During late June/early July 1946, Forrestal visited Joint Task Force 1 at Bikini Lagoon in the Marshall Islands for Test Able—part of Operation Crossroads—to witness the detonation of an atomic bomb and its effects on more than 90 ships. The massive explosion stunned Forrestal, and he made a number of references during interviews over succeeding days to the tremendous power unleashed by the blast. Complex global problems confronted the nation during the Cold War, and planners developed a new national security system. Forrestal participated prominently in the development of the National Security Act of 1947, even though he initially opposed it. Nonetheless, under pressure from President Harry S. Truman and others, Forrestal and Secretary of War Robert P. Patterson played a prominent role in shaping the initial form of the act. As part of the act, the position of Secretary of Defense was created. Although the president preferred the Secretary of War for the position, Patterson declined, wanting to return to private life. Truman subsequently selected Forrestal as the first Secretary of Defense.

Forrestal soon discovered that perhaps the chief obstacle to accomplishing his objectives as defense secretary would be the inherent weakness of the position’s powers as defined in the National Security Act. Moreover, national security issues plagued his tenure as secretary, and the defense budget became a source of tension between Forrestal and the president. Due to public pressures to limit defense expenditures and his predilection for a balanced budget, Truman would not agree to budget levels proposed by Forrestal. In addition, disagreements between the services over roles and missions complicated the matter.

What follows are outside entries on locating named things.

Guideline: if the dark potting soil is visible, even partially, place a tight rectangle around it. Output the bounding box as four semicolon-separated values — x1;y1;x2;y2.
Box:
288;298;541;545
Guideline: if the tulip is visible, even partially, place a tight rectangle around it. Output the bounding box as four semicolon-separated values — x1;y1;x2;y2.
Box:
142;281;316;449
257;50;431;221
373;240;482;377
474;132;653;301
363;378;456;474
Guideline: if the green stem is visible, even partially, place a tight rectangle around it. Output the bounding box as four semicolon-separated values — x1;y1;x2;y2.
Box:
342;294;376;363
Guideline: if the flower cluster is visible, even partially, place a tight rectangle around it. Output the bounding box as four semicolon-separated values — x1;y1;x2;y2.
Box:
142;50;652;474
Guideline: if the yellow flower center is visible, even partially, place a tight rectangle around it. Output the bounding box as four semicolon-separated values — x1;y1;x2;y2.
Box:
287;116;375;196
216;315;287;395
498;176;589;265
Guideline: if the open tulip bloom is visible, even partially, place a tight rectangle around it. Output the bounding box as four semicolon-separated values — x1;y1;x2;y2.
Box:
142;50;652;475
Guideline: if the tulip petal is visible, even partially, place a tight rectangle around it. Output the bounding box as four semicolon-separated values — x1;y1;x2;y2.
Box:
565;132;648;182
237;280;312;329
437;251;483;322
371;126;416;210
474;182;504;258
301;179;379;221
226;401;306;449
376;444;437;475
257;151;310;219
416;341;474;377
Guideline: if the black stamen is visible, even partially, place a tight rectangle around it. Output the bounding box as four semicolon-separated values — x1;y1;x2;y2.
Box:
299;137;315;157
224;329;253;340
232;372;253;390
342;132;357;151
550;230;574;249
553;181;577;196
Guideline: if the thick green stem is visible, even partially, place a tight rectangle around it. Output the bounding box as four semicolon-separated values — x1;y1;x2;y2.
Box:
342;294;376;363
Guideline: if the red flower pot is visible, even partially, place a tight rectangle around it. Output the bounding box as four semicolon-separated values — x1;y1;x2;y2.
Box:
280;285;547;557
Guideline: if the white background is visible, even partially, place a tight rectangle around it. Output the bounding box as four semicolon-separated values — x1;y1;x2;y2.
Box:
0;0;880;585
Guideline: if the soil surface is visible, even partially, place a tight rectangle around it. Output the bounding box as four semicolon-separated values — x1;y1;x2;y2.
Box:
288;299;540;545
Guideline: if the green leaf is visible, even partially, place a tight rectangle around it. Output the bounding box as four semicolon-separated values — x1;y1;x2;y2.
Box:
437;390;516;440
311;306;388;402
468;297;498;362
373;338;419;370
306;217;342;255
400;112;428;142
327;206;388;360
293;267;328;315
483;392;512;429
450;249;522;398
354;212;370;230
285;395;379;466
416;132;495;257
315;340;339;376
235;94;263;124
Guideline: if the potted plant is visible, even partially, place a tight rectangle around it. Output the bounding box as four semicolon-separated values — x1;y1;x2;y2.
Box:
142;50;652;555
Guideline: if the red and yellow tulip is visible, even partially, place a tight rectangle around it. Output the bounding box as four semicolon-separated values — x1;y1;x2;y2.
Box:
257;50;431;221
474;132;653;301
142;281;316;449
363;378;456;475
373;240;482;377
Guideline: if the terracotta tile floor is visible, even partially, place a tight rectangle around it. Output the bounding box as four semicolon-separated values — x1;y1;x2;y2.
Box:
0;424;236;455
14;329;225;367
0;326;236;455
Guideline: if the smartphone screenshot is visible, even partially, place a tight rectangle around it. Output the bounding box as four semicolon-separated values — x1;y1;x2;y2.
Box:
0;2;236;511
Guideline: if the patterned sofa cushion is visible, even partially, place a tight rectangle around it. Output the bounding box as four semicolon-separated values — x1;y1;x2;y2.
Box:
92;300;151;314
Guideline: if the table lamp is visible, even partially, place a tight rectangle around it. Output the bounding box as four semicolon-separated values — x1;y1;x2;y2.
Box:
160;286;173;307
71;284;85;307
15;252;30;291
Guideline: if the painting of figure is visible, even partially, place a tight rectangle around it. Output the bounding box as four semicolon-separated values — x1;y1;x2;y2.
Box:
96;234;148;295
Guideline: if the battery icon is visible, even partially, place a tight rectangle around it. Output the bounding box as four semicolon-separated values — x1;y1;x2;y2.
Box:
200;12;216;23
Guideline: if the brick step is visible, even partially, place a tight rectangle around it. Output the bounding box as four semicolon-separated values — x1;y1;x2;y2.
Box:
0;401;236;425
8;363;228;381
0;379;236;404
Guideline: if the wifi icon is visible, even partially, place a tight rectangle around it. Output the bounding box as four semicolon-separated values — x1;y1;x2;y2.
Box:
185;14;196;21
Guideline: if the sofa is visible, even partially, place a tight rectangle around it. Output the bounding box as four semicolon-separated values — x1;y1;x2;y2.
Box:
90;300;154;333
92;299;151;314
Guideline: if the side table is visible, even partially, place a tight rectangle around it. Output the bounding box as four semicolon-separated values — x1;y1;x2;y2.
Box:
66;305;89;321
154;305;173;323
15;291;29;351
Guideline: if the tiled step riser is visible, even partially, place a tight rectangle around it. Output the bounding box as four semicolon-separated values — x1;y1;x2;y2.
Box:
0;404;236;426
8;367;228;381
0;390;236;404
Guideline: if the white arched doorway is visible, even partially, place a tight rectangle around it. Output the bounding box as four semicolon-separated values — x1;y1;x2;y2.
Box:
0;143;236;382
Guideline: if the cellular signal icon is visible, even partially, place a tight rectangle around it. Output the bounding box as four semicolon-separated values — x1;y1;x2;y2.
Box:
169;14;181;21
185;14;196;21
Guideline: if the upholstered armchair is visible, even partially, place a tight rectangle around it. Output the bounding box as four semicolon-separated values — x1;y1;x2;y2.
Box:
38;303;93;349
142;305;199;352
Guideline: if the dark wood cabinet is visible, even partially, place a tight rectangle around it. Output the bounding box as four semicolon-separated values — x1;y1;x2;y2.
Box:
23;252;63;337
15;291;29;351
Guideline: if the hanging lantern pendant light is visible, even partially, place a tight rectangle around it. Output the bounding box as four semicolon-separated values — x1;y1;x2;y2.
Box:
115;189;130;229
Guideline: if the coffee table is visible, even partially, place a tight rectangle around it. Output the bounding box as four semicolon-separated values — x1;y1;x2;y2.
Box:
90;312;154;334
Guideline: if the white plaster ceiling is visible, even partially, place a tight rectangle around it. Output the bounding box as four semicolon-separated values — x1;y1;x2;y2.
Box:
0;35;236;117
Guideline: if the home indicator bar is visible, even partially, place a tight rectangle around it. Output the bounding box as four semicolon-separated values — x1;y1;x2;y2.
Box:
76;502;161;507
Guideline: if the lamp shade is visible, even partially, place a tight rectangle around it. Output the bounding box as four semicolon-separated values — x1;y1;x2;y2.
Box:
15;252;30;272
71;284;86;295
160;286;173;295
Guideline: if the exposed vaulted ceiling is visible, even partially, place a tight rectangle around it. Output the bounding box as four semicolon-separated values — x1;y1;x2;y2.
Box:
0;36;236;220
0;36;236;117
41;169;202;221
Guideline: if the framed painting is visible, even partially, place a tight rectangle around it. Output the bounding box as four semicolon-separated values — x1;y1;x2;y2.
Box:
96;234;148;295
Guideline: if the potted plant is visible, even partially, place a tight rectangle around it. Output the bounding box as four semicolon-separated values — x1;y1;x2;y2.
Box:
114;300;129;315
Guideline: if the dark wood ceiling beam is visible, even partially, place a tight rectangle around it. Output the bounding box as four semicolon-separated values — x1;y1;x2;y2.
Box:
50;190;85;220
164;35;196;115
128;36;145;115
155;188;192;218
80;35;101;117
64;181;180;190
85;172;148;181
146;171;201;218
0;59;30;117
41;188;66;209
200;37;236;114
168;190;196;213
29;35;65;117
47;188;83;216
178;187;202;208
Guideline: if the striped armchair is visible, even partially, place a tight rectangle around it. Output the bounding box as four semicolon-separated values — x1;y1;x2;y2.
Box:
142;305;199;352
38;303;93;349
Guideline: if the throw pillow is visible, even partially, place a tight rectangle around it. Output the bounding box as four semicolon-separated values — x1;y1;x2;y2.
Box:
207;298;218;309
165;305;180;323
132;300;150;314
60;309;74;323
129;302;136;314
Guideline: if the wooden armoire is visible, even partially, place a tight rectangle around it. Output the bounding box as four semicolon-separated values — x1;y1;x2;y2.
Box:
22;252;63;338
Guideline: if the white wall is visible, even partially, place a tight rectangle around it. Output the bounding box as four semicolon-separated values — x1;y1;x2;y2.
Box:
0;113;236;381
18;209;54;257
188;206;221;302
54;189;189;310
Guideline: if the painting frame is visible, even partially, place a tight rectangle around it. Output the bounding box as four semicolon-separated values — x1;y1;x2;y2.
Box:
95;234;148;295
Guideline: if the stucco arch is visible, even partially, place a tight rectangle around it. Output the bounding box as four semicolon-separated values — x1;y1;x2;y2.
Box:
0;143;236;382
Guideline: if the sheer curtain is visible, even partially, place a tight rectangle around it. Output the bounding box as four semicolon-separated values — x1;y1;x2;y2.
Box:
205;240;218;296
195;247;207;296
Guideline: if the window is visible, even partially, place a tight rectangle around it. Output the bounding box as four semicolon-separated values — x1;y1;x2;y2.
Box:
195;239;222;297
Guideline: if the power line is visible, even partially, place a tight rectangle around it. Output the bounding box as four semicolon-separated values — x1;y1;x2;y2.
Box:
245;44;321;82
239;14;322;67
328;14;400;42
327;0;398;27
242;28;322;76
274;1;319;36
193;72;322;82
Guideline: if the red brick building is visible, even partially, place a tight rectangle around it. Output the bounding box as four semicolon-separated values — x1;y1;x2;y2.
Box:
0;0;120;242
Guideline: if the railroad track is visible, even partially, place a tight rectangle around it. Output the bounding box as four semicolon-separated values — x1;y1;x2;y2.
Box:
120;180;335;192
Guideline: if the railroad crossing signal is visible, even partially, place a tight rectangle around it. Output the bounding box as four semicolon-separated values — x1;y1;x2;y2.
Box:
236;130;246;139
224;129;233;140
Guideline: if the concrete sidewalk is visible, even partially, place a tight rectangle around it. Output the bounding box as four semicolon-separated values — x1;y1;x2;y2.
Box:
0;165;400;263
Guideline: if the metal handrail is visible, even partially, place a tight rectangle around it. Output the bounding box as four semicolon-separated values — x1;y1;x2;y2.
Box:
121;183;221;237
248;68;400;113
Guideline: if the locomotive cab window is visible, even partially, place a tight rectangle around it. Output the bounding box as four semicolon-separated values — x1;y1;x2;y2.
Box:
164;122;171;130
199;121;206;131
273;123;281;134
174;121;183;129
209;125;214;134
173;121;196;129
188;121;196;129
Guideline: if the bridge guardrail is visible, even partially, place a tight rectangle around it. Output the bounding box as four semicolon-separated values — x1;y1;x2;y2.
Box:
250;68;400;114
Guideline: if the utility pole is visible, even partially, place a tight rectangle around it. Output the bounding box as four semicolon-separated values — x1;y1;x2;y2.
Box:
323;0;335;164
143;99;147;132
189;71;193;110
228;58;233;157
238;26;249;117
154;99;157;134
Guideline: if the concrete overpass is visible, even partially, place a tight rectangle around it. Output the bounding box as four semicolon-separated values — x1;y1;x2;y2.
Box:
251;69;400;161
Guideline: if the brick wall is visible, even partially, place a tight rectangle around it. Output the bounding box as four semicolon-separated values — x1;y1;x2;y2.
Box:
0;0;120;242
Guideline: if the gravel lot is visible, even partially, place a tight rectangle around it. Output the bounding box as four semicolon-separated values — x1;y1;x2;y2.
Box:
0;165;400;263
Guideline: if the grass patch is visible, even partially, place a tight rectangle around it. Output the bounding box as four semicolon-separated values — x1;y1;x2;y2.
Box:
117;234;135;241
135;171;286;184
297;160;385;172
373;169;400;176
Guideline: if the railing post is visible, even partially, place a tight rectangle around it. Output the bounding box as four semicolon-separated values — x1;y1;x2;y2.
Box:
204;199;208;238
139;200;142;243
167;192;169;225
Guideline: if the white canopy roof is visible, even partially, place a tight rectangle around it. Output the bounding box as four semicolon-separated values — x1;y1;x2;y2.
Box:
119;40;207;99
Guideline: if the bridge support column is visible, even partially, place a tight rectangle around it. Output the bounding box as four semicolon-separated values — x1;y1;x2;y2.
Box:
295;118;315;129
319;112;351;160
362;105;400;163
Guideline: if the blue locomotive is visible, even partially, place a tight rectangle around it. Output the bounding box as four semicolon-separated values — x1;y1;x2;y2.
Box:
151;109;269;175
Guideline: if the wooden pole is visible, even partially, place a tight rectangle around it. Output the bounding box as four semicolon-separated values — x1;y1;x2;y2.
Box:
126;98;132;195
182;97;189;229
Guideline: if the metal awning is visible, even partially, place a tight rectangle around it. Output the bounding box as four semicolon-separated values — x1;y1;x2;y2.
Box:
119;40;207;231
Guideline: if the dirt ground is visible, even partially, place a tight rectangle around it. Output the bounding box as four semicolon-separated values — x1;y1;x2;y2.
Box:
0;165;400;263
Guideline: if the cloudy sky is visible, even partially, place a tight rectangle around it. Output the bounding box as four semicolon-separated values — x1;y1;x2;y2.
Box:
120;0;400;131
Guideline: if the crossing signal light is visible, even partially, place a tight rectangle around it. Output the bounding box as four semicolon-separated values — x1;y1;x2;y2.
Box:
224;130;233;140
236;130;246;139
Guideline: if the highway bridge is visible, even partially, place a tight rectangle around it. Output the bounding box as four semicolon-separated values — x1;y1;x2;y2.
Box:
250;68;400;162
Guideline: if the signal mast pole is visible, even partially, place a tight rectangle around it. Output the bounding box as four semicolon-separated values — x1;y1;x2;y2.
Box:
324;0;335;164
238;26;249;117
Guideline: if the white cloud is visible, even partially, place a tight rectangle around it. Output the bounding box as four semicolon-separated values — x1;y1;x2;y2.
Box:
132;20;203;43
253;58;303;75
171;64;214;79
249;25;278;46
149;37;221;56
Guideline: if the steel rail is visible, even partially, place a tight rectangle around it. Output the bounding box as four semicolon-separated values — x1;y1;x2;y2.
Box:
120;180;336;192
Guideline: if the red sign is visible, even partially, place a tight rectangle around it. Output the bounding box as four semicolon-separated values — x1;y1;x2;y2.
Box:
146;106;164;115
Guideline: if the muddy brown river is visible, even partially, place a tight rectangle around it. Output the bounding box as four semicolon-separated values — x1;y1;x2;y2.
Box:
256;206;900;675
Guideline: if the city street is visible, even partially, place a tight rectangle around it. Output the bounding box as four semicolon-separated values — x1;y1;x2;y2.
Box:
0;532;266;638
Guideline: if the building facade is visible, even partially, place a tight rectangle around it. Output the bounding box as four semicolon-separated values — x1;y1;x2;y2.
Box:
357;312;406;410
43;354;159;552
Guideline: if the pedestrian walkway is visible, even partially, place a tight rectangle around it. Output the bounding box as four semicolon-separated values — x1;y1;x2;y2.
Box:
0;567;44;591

For all the problems he had as defense secretary, Forrestal could list some solid accomplishments in his first report in December 1948. These included the formulation of long-range and short-range strategic plans, the development of an integrated defense budget for Fiscal Year 1950, the definition of service roles and missions, the coordination of service procurement efforts, and the establishment of additional overseas unified commands. Forrestal acknowledged that the mere passage of the National Security Act did not mean that its objectives would come overnight. The most difficult part of the task of unification was to bring conflicting ideas into agreement. The 1949 amendments to the National Security Act stand as testimony to Forrestal’s determination to improve the Department of Defense structure. The 1949 amendments began the legislative process of clarifying and expanding the powers of the Secretary of Defense. Centralization of authority in the Office of the Secretary of Defense became a constant objective under Forrestal and many of his successors.

Forrestal struggled with recurring bouts of despair, hopelessness, and widely erratic mood swings that caused him to resign on 28 March 1949. Psychiatrist Dr. William Menninger of the Menninger Clinic of Topeka, Kansas, diagnosed him with reactive depression—a disorder then commonly identified among veterans returning from the fronts. Although Menninger recommended that Forrestal enter his clinic for treatment, Navy officials dispatched Captain George N. Raines, the chief psychiatrist at the U.S. Naval Hospital in Bethesda, Maryland, and he successfully petitioned that Forrestal should enter the Washington, DC, suburb hospital instead. However, while at Bethesda, he continued to experience further attacks of depression and took his own life on 22 May 1949.

The country acknowledged his services to American security and freedom through two world wars by interring Forrestal with full military honors at Arlington National Cemetery three days later. The Finnish artist Kalervo Kallio sculpted a bronze bust of Forrestal that officials unveiled at the mall entrance to the Pentagon on 22 September 1950.

Aircraft carrier USS Forrestal (CVA-59) that operated extensively during the Vietnam War and in Operation Desert Storm was named in his honor.